Edgar Wright shot the action to the rhythm of music, not the other way around. Everything about Baby Driver and Baby is about the rhythm and the beat. Bullets exploding from gun barrels to the beat and car drifting to the tempo. The whole thing feels like a magic carpet ride to geek innercity. I love how Baby’s character is established gradually – we see his uncanny ability in weaving in and out of traffic like a bat out of hell, always a few steps ahead of the police cruisers. We see how he has different iPods with carefully curated playlists for any occasion and mood (Apple, please bring back the Classic 😬). In Baby’s world, music exists in every frame, so much so that his world turns to shite when the music is gone or when he can’t find the right tune.

Ansel Elgort brought the winsome character to life. From the very first scene, he is the propulsive beat of the whole movie. This is a career-defining and star-making role, and he nailed it. However, the movie doesn’t rest on his shoulders alone and the supporting cast is a match made in heaven. We have the “Man with the Plan” Doc (Kevin Spacey), Buddy (Jon Hamm), Darling (Eiza González), Griff (Jon Bernthal) and Bats (Jamie Foxx). Just let their monikers roll off your tongue. Aren’t they cool? The characters have disparate personalities and each of them brings their own distinctive spin on their roles. These are not cannon fodder or plot movers, each of them menacingly memorable in their own way.

In the heart of it all, is a romantic interest played by Lily James. The meet cute is scored to, you guess right, music. We hear the music first before we see the face. By the time the scene hits, you would be so into Baby you know he has now something to look forward to without the movie telling you in boring expositional passages. Their chemistry is palpable and sincere. You want them to get in a don’t-know-what car and head west into don’t-know-where.
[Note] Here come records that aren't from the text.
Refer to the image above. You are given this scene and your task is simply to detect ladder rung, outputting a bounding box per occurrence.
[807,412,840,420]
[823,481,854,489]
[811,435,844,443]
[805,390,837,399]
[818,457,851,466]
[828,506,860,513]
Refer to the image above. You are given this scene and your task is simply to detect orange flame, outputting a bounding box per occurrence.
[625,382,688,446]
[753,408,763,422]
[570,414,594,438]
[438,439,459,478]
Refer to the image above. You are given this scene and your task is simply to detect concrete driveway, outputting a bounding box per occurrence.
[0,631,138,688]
Where Baby Driver sort of gone off track for me is in the final reel where characters take somewhat jarring detours and a coda that feels too convenient, but I am not dissing this one little bit. I saw the whole movie with a wide geeky grin on my face, and the first hour is one amazing tour de force. The gears and mechanics at work are calibrated for maximum impact and the car chases are shot with such verve. IMHO this one left any movie in the Fast and Furious franchise in its wake and it is up there together with Bullitt, The French Connection and Ronin.